- Born: Jessie M. Preston 2 October 1873 Oak Park, Illinois
- Died: 15 March 1962 (aged 88) Baldwinsville, New York
- Occupation: Metalsmith

= Jessie Preston =

American silversmith / metalsmith

Jessie M. Preston (1873 - 1962) was an American metalsmith based in Chicago. Her art is characterized by organic and slender shapes in an Art Nouveau style enhanced by features common with the Chicago arts and crafts movement.

== Biography ==
Preston was born in Oak Park, Illinois in 1873. She graduated from the Art Institute of Chicago, having been taught by James Winn among others. After graduation, she opened a business in the Fine Arts Building, where other Chicago artists and art collectives operated, including Kalo Shop and Wilro Shop. Preston also taught metalwork and jewelry around the Midwest, including at the Minneapolis Society of Fine Arts.
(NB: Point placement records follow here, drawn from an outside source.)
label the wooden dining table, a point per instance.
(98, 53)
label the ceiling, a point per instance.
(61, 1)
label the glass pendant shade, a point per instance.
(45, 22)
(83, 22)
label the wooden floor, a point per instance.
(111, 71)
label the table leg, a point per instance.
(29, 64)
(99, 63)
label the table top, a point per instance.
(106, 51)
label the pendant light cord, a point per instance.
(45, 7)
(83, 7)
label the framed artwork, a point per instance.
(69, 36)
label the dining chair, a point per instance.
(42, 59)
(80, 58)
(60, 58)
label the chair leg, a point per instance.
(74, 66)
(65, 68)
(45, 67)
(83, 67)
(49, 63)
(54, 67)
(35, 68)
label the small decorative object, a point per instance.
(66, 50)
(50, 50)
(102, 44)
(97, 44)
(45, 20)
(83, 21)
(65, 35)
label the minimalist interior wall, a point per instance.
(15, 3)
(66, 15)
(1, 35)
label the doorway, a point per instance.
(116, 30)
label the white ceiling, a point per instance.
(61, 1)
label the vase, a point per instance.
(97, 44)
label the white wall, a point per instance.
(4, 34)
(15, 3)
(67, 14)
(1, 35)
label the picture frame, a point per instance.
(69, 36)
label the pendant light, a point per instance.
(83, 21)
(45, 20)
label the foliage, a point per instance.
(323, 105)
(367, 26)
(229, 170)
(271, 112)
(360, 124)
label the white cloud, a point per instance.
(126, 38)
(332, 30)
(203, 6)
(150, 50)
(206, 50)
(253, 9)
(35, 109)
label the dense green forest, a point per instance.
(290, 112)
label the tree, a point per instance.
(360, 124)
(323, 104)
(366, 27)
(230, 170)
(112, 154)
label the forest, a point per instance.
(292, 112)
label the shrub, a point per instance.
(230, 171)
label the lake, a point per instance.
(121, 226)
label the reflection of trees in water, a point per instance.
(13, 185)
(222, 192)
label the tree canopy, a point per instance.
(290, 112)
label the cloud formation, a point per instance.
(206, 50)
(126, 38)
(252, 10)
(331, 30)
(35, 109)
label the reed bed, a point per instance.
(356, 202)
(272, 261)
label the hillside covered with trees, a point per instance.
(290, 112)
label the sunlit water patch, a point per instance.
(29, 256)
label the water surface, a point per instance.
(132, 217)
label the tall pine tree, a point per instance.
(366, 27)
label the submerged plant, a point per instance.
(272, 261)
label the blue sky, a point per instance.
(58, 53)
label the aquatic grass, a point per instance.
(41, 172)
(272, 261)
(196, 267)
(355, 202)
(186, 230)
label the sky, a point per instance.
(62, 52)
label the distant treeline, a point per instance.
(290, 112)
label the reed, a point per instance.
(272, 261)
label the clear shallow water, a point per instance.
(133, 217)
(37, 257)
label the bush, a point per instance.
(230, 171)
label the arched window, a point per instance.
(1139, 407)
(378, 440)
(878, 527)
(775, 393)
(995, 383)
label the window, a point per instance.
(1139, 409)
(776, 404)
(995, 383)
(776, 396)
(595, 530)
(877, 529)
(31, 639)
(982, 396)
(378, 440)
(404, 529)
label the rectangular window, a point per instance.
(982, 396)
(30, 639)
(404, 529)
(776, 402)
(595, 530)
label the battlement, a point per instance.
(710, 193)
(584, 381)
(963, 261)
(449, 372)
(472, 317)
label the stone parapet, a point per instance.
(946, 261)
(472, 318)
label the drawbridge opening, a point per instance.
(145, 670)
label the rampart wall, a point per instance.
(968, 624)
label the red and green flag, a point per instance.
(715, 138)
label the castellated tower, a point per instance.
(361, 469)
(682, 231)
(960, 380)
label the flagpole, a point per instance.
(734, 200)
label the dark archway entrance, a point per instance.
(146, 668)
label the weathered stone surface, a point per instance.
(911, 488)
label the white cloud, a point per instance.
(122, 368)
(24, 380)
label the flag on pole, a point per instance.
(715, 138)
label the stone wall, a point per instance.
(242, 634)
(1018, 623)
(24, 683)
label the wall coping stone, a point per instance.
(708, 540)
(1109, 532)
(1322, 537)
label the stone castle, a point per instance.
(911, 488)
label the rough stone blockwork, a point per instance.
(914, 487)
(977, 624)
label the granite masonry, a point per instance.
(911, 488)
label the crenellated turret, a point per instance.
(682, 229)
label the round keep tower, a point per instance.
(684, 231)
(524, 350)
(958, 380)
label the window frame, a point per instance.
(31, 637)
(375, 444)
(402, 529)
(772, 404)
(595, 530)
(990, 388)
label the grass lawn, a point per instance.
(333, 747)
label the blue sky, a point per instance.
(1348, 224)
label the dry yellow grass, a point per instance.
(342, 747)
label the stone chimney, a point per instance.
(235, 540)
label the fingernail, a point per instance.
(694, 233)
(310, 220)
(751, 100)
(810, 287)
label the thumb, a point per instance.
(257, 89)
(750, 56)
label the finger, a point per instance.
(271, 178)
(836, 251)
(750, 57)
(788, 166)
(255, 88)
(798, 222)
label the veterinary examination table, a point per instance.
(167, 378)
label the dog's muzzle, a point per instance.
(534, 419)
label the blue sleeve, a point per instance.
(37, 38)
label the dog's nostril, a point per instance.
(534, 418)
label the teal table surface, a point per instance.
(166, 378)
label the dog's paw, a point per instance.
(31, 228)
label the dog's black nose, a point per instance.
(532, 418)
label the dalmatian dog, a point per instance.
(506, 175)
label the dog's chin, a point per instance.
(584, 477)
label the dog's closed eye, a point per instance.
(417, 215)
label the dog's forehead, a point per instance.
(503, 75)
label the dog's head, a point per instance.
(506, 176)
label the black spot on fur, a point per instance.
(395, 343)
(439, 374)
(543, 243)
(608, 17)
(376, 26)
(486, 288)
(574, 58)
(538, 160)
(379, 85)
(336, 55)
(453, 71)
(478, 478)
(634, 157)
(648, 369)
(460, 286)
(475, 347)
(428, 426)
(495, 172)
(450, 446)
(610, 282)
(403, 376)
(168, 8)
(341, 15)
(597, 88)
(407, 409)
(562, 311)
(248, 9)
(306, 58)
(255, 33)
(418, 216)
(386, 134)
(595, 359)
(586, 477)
In 1918, during World War I, Preston moved to Paris to care for injured soldiers. Following the war, she inventoried cemeteries for the American Red Cross and studied at the Sorbonne. In 1934, Preston returned to the United States, taking a position in the New York Public Library repairing and conserving old and rare books. Preston died in Baldwinsville, New York in 1962.

Preston's work is featured in several museums, including the Art Institute of Chicago, Chazen Museum of Art, and the Museum of the American Arts and Crafts Movement.